If you’re wondering what you can do to have a positive impact on plastic pollution through your own work and your organisation, options are abundant. Take part in Plastic Free July – a global movement that provides resources and ideas that has inspired more than 100 million participants in 190 countries to make small changes they can maintain to have a positive long-term impact on their community and our planet. It’s a great way to raise awareness and create momentum in your own organisation.

You can also find local sustainable suppliers in the UAE who will help you to deliver a ‘circular economy’ approach and eliminate plastic for events to have a much more positive impact. For example, DGrade turns plastic bottles into Greenspun clothing. Yas Marina Circuit has already worked with them to ‘upcycle’ 18,000 plastic bottles each year to create their employee uniforms.

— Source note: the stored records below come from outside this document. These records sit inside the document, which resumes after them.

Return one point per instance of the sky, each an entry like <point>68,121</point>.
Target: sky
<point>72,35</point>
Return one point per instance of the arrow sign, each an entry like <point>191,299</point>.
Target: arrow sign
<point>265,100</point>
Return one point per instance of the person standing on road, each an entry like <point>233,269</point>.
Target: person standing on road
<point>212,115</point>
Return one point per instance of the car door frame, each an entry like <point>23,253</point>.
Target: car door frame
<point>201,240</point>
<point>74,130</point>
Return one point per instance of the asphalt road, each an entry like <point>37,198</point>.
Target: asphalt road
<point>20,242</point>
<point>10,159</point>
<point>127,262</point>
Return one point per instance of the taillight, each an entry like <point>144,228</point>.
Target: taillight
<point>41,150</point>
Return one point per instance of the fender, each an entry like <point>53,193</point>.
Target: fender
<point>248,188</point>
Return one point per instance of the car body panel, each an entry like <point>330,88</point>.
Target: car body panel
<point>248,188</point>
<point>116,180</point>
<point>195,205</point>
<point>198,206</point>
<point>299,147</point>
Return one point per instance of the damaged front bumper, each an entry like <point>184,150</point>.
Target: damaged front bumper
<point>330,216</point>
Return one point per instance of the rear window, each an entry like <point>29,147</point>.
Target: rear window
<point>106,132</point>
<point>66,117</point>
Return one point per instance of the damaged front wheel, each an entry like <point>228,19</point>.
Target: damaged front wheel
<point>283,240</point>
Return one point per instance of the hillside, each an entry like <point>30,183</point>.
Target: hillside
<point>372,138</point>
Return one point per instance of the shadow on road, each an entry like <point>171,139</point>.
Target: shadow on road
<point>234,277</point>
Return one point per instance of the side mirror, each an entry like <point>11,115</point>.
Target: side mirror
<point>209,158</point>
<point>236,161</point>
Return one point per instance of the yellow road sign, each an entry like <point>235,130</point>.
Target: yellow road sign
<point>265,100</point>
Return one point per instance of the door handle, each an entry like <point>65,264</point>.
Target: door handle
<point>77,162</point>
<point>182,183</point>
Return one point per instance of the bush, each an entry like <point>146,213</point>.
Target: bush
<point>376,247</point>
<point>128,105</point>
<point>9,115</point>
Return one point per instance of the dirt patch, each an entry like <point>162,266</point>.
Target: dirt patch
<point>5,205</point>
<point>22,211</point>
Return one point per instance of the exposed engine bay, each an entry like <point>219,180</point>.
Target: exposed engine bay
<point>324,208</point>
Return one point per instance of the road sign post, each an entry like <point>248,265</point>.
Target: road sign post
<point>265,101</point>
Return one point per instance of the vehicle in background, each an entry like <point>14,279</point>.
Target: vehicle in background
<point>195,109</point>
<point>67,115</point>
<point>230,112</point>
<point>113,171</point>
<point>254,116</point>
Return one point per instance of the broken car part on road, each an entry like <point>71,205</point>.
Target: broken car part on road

BioWare makes serveware from 100% renewable plant sources. They use materials like sugarcane (bagasse), paper, bamboo and bioactive thermoplastic aliphatic polyester (PLA) instead of plastic. And, in fact, they make straws from date palm leaves, which always create a fun talking point at any event where they’re used.

Precious Plastic Dubai are specialists in converting unavoidable plastic waste into items like keychains, plant pots and coasters, which you can then use as future giveaways for clients, keeping these materials in circulation.

Ecyclex has been around in the UAE since 2012 and refurbishes gadgets and sells unusable parts to factories. In 2021, they launched Reloop, a recycling subscription services to homes and corporations of everything from plastics and cardboard to batteries and cooking oil.

When it comes to ‘getting your head straight’ to reduce your plastic impact, when you need to print something, think creatively. Ask your suppliers to swap plastic-based materials like vinyl for ReBoard (corrugated cardboard) or canvas, printed with water-based paints (and keep in mind that acrylic paint is plastic). Make it mandatory for your suppliers to eliminate plastic wrap and use cardboard, blankets, and reusable materials to transport goods.

The reality of plastic pollution is important to acknowledge. It’s everywhere and it’s only going to get worse unless we take individual and collective action. But the good news is that that is entirely possible, and we can create beautiful, memorable experiences that change event industry practice and leave a legacy for all the right reasons. So, join me in Plastic Free July!